C’è tanto malcontento tra le forze di polizia colpite dalla spending review. Non hanno mezzi a sufficienza per l’attività di prevenzione e per le indagini. Cosa ne pensa? Potrebbe essere utile una razionalizzazione?
«Conoscendo bene l’impegno dei Ministri dell’Interno e della Difesa so che è in atto uno sforzo straordinario per recuperare risorse, razionalizzando la presenza delle Forze di Polizia sul territorio. Razionalizzare non significa, però, “confondere”. Il più grande stimolo di ogni Forza di Polizia è la certezza della propria identità e l’orgoglio di appartenenza che sarebbe un delitto spegnere . Per maggiore chiarezza dirò che i fautori dell’unificazione delle Forze di Polizia sono – a mio parere – i fautori dello sfascio della sicurezza del cittadino».

Lei ha scritto la prefazione del libro “Eroi Silenziosi”, del colonello Angelo Jannone. Quel libro esprime lo spirito dei tanti carabinieri che lei ha comandato? O non è tutto oro ciò che luccica?
«Quante volte avrà sentito anche lei un’affermazione corrente “meno male che ci sono i Carabinieri!”. Un riconoscimento che i Carabinieri si sono guadagnati “sul campo” tutelando la sicurezza della gente, veri e propri eroi silenziosi della quotidianità. E lo spirito, la dedizione, la vocazione a “servire” che traspare nell’opera di Jannone – straordinario Comandante carismatico – si avvertono in tutte le unità dell’Arma: nelle quasi 5mila stazioni, nei reparti Speciali, nelle strutture addestrative. Certo, in una compagine complessa e articolata come l’Arma, costituita da oltre 110mila unità, è naturale che possa esserci il caso di un soggetto infedele, ma è la stessa comunità che lo isola e lo espelle».
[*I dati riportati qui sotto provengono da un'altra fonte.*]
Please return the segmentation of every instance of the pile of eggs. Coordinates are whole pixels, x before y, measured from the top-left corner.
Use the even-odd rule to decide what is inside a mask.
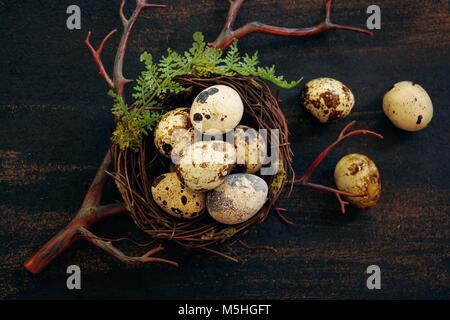
[[[234,225],[258,213],[268,185],[255,175],[267,144],[254,128],[240,125],[244,104],[231,87],[215,85],[200,92],[191,108],[163,115],[154,130],[158,151],[174,172],[156,177],[151,193],[169,215],[193,219],[208,212],[216,221]],[[223,140],[232,132],[232,139]],[[243,173],[232,173],[240,169]]]
[[[350,89],[332,78],[309,81],[302,91],[304,107],[321,123],[345,118],[355,105]],[[401,81],[384,95],[383,112],[394,126],[405,131],[420,131],[433,117],[433,103],[417,83]],[[362,154],[348,154],[336,165],[334,180],[339,190],[358,195],[347,197],[359,208],[374,206],[381,194],[380,174],[375,163]]]

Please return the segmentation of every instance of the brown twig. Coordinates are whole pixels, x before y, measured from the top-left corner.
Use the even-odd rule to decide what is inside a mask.
[[[105,66],[103,65],[103,61],[102,61],[101,55],[102,55],[103,49],[105,48],[106,43],[108,42],[108,40],[116,32],[117,32],[117,29],[114,29],[113,31],[108,33],[108,35],[100,43],[100,46],[98,47],[98,49],[94,49],[94,47],[91,44],[91,34],[92,34],[92,32],[89,31],[87,36],[86,36],[86,39],[84,40],[84,43],[86,44],[86,46],[88,47],[89,51],[92,54],[92,58],[94,59],[95,64],[97,64],[98,71],[99,71],[98,73],[103,78],[103,80],[106,81],[108,86],[110,86],[111,88],[114,88],[114,83],[111,80],[111,77],[108,75],[108,73],[105,70]]]
[[[94,62],[99,68],[100,76],[106,81],[108,86],[115,89],[117,94],[119,94],[122,98],[125,98],[125,85],[131,82],[123,76],[123,61],[133,27],[144,9],[151,7],[164,7],[164,5],[150,4],[146,0],[136,0],[136,8],[134,9],[131,17],[127,19],[125,18],[125,15],[123,13],[125,2],[125,0],[122,0],[119,10],[119,16],[123,24],[123,33],[119,42],[119,47],[114,62],[113,79],[111,79],[111,77],[105,70],[104,64],[101,59],[101,54],[105,48],[106,43],[116,33],[117,30],[111,31],[103,39],[97,49],[94,49],[90,42],[91,32],[88,32],[85,39],[85,44],[91,52]],[[118,119],[115,120],[117,121]],[[41,272],[51,261],[53,261],[53,259],[59,256],[80,238],[87,239],[89,242],[101,247],[102,249],[114,255],[119,260],[126,263],[164,262],[171,265],[177,265],[173,261],[150,257],[154,253],[162,250],[162,247],[150,250],[146,255],[142,257],[128,257],[120,250],[114,248],[110,244],[110,242],[104,241],[88,231],[92,224],[103,218],[127,212],[127,209],[122,204],[100,206],[103,189],[109,177],[107,171],[111,167],[111,165],[112,154],[111,149],[108,149],[108,152],[106,153],[100,167],[97,170],[94,180],[92,181],[89,190],[86,193],[86,196],[83,200],[83,203],[81,204],[81,208],[79,209],[78,213],[63,230],[61,230],[56,236],[50,239],[41,249],[39,249],[30,259],[28,259],[24,263],[24,267],[28,271],[33,274]],[[86,237],[87,234],[89,234],[90,237]]]
[[[314,171],[317,169],[317,167],[320,165],[320,163],[325,159],[325,157],[330,153],[330,151],[336,147],[340,142],[344,141],[345,139],[351,138],[353,136],[356,135],[363,135],[363,134],[368,134],[371,136],[374,136],[376,138],[379,139],[383,139],[383,136],[379,133],[370,131],[370,130],[352,130],[350,132],[349,129],[351,127],[353,127],[355,125],[356,121],[352,121],[349,124],[347,124],[344,129],[342,129],[342,131],[339,133],[338,138],[336,139],[336,141],[334,141],[332,144],[330,144],[328,147],[326,147],[317,157],[316,159],[311,163],[311,165],[308,167],[308,169],[306,170],[305,174],[299,178],[293,181],[293,183],[295,185],[301,185],[304,187],[309,187],[309,188],[313,188],[316,190],[321,190],[321,191],[326,191],[326,192],[330,192],[333,193],[336,198],[339,201],[339,204],[341,206],[341,212],[345,213],[345,206],[348,204],[348,202],[343,201],[341,196],[350,196],[350,197],[361,197],[364,195],[355,195],[352,193],[348,193],[348,192],[344,192],[344,191],[340,191],[334,188],[330,188],[327,186],[323,186],[320,184],[315,184],[315,183],[311,183],[309,182],[312,174],[314,173]]]
[[[130,82],[133,82],[133,80],[129,80],[124,77],[123,63],[125,60],[125,53],[127,51],[128,42],[130,40],[130,36],[131,36],[131,33],[133,32],[133,28],[136,24],[136,21],[139,19],[139,16],[141,15],[141,13],[144,9],[164,8],[165,7],[165,5],[162,5],[162,4],[148,3],[147,0],[136,0],[136,8],[134,9],[130,18],[127,19],[123,12],[123,9],[125,8],[125,2],[126,2],[126,0],[122,0],[120,9],[119,9],[120,20],[122,21],[122,25],[123,25],[123,33],[122,33],[122,37],[120,38],[116,58],[114,60],[114,74],[113,74],[114,88],[115,88],[117,94],[119,96],[121,96],[122,98],[124,98],[125,85],[127,85]]]
[[[172,265],[174,267],[178,267],[178,263],[175,261],[163,259],[163,258],[157,258],[153,257],[156,253],[164,250],[164,248],[159,245],[156,248],[153,248],[149,251],[147,251],[145,254],[143,254],[140,257],[130,257],[124,254],[121,250],[116,248],[111,241],[105,241],[99,237],[97,237],[95,234],[90,232],[88,229],[81,227],[78,230],[78,236],[81,239],[84,239],[91,244],[99,247],[100,249],[108,252],[115,258],[119,259],[120,261],[126,263],[126,264],[143,264],[143,263],[150,263],[150,262],[160,262],[160,263],[167,263],[169,265]]]
[[[360,32],[368,36],[373,35],[373,33],[367,29],[333,23],[331,21],[332,0],[326,0],[325,17],[322,22],[312,27],[285,28],[253,21],[233,30],[237,14],[244,3],[244,0],[230,0],[229,2],[230,7],[225,25],[217,39],[214,42],[209,43],[211,47],[219,48],[221,50],[228,48],[234,40],[241,39],[252,33],[264,33],[281,37],[306,38],[327,32],[329,30],[347,30]]]
[[[98,205],[101,200],[101,190],[107,180],[107,176],[103,173],[104,167],[108,166],[111,161],[111,153],[108,152],[75,218],[24,263],[28,271],[37,274],[45,269],[53,259],[78,240],[80,228],[87,229],[106,217],[127,212],[122,204]]]
[[[284,215],[284,213],[287,211],[285,208],[275,208],[275,212],[278,214],[278,217],[286,224],[293,225],[295,224],[294,221],[290,220],[288,217]]]

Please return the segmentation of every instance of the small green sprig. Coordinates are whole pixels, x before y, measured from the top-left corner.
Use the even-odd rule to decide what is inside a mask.
[[[138,150],[142,136],[147,135],[160,120],[161,112],[129,107],[122,97],[112,90],[109,95],[114,99],[112,113],[119,119],[113,132],[113,142],[122,150]]]
[[[182,92],[184,88],[177,81],[179,77],[251,76],[285,89],[293,88],[302,80],[286,81],[283,76],[276,75],[275,66],[259,66],[257,52],[251,56],[241,56],[237,41],[224,54],[217,48],[208,47],[202,33],[194,33],[193,38],[188,51],[179,54],[168,49],[159,62],[155,62],[148,52],[141,55],[145,69],[133,88],[135,102],[131,107],[114,92],[110,93],[114,99],[113,114],[120,119],[113,133],[113,141],[120,148],[139,148],[142,136],[147,135],[161,117],[160,112],[148,108],[163,106],[165,96]]]

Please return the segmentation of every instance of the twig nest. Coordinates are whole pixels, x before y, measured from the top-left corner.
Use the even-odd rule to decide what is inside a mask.
[[[234,146],[237,166],[247,173],[257,173],[267,153],[264,137],[253,128],[239,125],[234,130]]]
[[[216,135],[234,129],[243,114],[244,104],[239,93],[231,87],[215,85],[197,95],[190,119],[198,131]]]
[[[373,207],[380,198],[380,173],[375,163],[365,155],[352,153],[339,160],[334,180],[339,190],[358,195],[347,199],[359,208]]]
[[[419,131],[426,128],[433,118],[433,103],[420,85],[402,81],[385,94],[383,111],[397,128]]]
[[[233,225],[253,217],[267,199],[267,183],[252,174],[232,174],[207,194],[208,212],[216,221]]]
[[[169,158],[177,140],[191,127],[189,108],[177,108],[165,113],[155,127],[153,140],[156,148]]]
[[[317,78],[305,85],[303,103],[314,117],[325,123],[346,117],[355,105],[355,98],[342,82]]]
[[[205,210],[205,194],[186,188],[175,172],[157,177],[151,191],[158,206],[176,218],[192,219]]]
[[[177,174],[195,191],[208,191],[222,184],[236,162],[234,146],[225,141],[198,141],[180,152]]]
*Il Gen. C.A. Luigi Federici è stato il 53° Comandante Generale dell’Arma dei Carabinieri dal 9 marzo 1993 al 21 febbraio 1997.
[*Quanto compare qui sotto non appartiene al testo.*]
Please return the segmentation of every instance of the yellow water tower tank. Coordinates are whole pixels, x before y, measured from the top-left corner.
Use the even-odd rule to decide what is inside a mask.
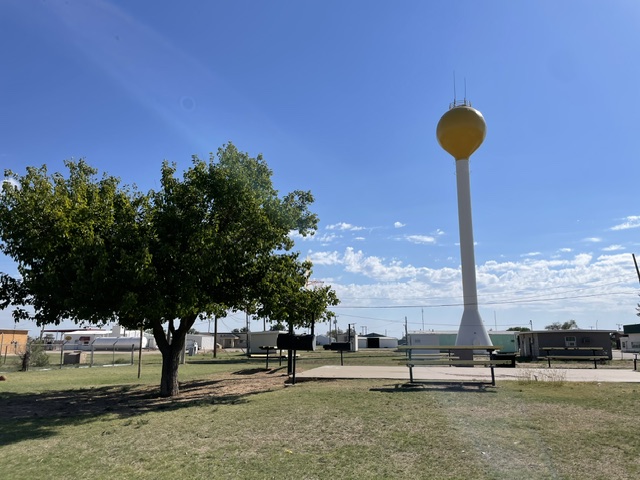
[[[456,160],[468,159],[480,147],[486,133],[484,117],[469,105],[449,109],[436,128],[438,143]]]

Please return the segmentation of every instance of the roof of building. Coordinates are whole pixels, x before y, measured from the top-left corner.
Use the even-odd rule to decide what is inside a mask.
[[[101,330],[99,328],[82,328],[80,330],[78,330],[77,328],[47,328],[45,330],[42,330],[44,333],[75,333],[75,332],[82,332],[82,333],[93,333],[93,332],[109,332],[111,333],[111,330]]]
[[[614,333],[615,330],[595,330],[591,328],[571,328],[569,330],[531,330],[529,332],[517,332],[519,334],[537,333],[537,334],[552,334],[552,333]]]

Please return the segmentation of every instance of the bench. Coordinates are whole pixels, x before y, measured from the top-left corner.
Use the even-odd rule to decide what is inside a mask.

Classe 1934, originario di Arcola (La Spezia), il generale Luigi Federici proviene dal corpo degli Alpini, dove ha iniziato la carriera come sottotenente di artiglieria da montagna. È stato poi comandante della Brigata “Julia”, e infine comandante del 4° Corpo d’Armata di Bolzano prima di assumere il comando generale dell’Arma dei Carabinieri.